Northvolt a donc pu échapper à cette procédure, qui est pourtant commune pour les projets industriels de grande ampleur.

Le Devoir a fait parvenir une demande au ministère du Conseil exécutif, donc le ministère du premier ministre François Legault, afin d’obtenir des documents concernant les modifications réglementaires qui ont été adoptées par le gouvernement.

Nous avons essuyé un refus. Dans sa décision, la « responsable de l’accès à l’information » a évoqué neuf articles de la Loi sur l’accès aux documents des organismes publics qui concernent notamment des renseignements de nature commerciale, financière, technique ou liés à une « négociation ». La décision mentionne aussi des « renseignements confidentiels ».


Image: Le Devoir
Une page du document caviardé obtenu du ministère de l’Économie, de l’Innovation et de l’Énergie en vertu de la Loi d’accès à l’information.

Une autre demande similaire a été envoyée au ministère de l’Économie, de l’Innovation et de l’Énergie, dont Pierre Fitzgibbon est responsable. Le ministère nous a fait parvenir des documents presque totalement caviardés, et ce, en évoquant six articles de la Loi sur l’accès aux documents des organismes publics.

« D’autres documents ne sont toutefois pas accessibles. Ainsi, nous ne divulguerons pas ceux qui contiennent, en substance, des informations ayant des incidences sur l’économie et sur les décisions administratives ou politiques ainsi que des notes préparatoires ou autres documents de même nature », précise la réponse du ministère.

Demandes aux villes

Le Devoir a aussi tenté d’obtenir des détails concernant les échanges qu’ont eu les municipalités de Saint-Basile-le-Grand et de McMasterville avec Northvolt, puisque l’usine sera construite sur un terrain qui chevauche le territoire des deux municipalités de la Montérégie.

Saint-Basile-le-Grand a refusé de transmettre les courriels reçus ou envoyés par le maire concernant Northvolt, et ce, dans les deux mois précédant l’annonce du projet. McMasterville nous a fait parvenir des documents en bonne partie caviardés. On y confirme seulement que le maire, Martin Dulac, a visité des installations de Northvolt en Suède quelques jours avant l’annonce du projet d’usine au Québec.

Par ailleurs, après avoir essuyé un refus de la part de Northvolt et du ministère de l’Environnement, de la Lutte contre les changements climatiques, de la Faune et des Parcs, Le Devoir a tout de même obtenu plusieurs centaines de pages de documents déposés par l’entreprise au ministère en utilisant la Loi sur l’accès aux documents des organismes publics. Ces documents, envoyés un vendredi en fin de journée, ont révélé la richesse de la biodiversité qui sera détruite pour construire les installations industrielles.

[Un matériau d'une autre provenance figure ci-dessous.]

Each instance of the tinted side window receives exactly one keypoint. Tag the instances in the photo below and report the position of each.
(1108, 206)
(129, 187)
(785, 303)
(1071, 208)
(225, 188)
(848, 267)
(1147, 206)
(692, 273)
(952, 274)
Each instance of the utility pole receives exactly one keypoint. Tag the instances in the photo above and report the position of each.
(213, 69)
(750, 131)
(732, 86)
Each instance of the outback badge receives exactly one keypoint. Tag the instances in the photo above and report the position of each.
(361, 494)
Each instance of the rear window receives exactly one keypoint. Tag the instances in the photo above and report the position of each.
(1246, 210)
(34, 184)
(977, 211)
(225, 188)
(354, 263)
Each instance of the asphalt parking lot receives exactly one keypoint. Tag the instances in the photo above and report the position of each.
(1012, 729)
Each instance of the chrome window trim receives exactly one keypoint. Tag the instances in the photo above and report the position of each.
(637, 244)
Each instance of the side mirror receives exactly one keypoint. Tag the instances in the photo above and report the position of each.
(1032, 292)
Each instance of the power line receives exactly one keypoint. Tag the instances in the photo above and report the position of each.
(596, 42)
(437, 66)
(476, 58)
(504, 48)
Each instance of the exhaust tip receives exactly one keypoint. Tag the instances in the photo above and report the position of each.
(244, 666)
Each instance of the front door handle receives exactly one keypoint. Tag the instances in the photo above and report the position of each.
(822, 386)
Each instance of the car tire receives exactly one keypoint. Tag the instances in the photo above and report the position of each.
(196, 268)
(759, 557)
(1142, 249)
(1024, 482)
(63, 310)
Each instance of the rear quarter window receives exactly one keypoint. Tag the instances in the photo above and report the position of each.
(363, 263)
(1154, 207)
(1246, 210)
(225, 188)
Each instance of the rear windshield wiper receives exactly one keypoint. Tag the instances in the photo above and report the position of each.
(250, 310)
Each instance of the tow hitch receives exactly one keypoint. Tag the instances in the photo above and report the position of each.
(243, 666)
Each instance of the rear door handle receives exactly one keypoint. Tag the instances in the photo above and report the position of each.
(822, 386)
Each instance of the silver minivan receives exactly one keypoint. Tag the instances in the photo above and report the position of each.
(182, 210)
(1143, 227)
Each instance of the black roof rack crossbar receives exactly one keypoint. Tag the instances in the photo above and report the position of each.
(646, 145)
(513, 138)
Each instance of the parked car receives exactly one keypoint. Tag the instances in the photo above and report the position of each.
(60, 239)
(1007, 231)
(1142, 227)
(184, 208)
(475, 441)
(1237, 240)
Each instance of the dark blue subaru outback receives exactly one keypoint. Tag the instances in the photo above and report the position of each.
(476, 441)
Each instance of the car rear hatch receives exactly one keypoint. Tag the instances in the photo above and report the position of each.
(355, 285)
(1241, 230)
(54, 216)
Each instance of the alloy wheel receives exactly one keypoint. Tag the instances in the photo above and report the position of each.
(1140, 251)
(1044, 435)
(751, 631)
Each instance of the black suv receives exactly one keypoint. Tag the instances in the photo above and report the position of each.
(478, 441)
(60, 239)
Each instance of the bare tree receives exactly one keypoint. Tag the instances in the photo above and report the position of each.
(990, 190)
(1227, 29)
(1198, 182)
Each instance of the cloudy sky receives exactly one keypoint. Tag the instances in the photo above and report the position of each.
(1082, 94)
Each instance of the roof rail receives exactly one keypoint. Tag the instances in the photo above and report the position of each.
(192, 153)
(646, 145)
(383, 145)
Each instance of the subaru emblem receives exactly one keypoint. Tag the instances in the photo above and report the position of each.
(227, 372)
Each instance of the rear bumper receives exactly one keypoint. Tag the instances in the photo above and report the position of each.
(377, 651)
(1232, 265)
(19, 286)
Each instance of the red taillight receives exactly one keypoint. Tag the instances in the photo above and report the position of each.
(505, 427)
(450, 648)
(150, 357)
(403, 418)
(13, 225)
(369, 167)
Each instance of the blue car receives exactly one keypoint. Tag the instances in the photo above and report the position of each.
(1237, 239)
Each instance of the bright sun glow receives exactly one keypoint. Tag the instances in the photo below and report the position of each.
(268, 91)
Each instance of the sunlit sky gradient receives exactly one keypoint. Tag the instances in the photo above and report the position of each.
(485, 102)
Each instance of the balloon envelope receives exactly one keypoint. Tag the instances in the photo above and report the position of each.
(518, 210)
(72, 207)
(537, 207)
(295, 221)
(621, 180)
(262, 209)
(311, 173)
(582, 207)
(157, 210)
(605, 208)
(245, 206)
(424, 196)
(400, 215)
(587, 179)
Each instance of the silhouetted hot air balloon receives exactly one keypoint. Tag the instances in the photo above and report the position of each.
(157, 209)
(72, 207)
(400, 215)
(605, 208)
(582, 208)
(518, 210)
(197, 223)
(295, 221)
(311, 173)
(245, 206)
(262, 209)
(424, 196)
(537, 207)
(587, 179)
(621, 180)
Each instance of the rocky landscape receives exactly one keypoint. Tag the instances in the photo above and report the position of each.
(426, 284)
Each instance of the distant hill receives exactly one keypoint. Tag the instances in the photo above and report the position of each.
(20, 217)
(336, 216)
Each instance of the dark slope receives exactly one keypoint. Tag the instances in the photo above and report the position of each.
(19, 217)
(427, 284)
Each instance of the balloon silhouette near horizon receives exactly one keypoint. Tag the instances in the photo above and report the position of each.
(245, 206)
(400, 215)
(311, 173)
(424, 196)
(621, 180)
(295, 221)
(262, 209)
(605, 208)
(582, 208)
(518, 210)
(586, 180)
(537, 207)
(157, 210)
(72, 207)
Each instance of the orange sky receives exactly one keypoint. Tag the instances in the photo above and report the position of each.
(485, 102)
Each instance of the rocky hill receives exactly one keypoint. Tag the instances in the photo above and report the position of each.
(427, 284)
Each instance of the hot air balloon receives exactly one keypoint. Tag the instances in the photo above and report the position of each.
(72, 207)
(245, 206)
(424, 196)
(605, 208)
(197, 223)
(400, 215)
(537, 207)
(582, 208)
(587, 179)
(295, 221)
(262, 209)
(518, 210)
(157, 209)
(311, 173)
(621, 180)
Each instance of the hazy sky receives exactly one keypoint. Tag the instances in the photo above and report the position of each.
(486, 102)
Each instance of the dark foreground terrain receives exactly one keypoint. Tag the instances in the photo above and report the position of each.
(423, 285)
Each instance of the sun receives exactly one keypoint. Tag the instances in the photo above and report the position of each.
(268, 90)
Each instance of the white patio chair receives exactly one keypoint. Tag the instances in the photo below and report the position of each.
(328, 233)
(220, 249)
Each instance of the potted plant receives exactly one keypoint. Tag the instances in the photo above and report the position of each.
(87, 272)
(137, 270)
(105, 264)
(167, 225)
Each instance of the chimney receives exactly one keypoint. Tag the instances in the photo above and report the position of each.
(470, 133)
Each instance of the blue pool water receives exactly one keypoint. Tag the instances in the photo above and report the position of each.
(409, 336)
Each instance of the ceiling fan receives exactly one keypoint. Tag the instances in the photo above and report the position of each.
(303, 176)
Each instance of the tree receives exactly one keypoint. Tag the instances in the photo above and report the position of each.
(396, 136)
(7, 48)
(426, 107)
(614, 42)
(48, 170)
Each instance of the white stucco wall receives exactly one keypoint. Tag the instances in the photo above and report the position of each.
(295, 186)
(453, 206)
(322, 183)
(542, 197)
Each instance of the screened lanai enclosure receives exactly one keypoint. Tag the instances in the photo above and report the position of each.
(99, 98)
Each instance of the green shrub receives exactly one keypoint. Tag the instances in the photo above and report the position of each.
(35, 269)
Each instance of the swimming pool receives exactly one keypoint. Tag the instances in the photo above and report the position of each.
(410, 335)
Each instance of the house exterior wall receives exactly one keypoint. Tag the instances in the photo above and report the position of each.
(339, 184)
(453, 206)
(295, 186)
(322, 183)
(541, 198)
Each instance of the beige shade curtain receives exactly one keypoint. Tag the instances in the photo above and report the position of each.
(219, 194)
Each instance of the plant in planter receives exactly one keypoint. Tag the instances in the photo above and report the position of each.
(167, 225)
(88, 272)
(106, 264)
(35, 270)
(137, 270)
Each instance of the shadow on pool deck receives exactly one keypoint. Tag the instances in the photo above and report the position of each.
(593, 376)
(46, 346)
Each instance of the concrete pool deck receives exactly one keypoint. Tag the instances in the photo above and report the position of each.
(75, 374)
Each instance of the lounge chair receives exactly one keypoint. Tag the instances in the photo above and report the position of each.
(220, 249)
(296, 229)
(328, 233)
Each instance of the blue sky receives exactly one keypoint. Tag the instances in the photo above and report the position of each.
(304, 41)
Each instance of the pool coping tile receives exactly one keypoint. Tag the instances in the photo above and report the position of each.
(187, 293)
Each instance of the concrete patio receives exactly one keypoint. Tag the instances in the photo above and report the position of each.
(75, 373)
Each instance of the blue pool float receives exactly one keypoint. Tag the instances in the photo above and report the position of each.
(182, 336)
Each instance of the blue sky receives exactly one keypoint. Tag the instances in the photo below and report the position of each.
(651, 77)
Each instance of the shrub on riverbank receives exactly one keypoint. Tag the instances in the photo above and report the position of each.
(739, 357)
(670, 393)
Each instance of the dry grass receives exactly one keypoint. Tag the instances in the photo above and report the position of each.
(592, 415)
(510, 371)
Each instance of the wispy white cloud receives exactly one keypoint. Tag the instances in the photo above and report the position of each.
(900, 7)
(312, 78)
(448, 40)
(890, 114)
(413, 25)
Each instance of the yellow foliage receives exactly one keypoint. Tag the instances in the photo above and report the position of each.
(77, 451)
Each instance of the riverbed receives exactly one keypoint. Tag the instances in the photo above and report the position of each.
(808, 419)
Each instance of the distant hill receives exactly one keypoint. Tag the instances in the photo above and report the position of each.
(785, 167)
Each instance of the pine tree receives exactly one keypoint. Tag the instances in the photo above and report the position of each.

Pour le président de la Fédération professionnelle des journalistes du Québec, Éric-Pierre Champagne, il est clair que cette loi aurait besoin d’être mise à jour. « Au départ, l’esprit de la Loi était que tout est public, par défaut, mais qu’il peut y avoir des exceptions. Aujourd’hui, on a l’impression que c’est le contraire qui se produit. Il faudrait donc moderniser la Loi pour revenir à l’esprit d’origine », explique-t-il.

« Les gouvernements ou les municipalités, par exemple, trouvent toutes sortes d’échappatoires pour ne pas transmettre les documents ou alors les caviarder », déplore M. Champagne, en rappelant que des cas similaires à ceux cités ici sont monnaie courante. Selon lui, le gouvernement du Québec, peu importe ses intérêts politiques, aurait intérêt à agir de façon à accroître « la transparence ».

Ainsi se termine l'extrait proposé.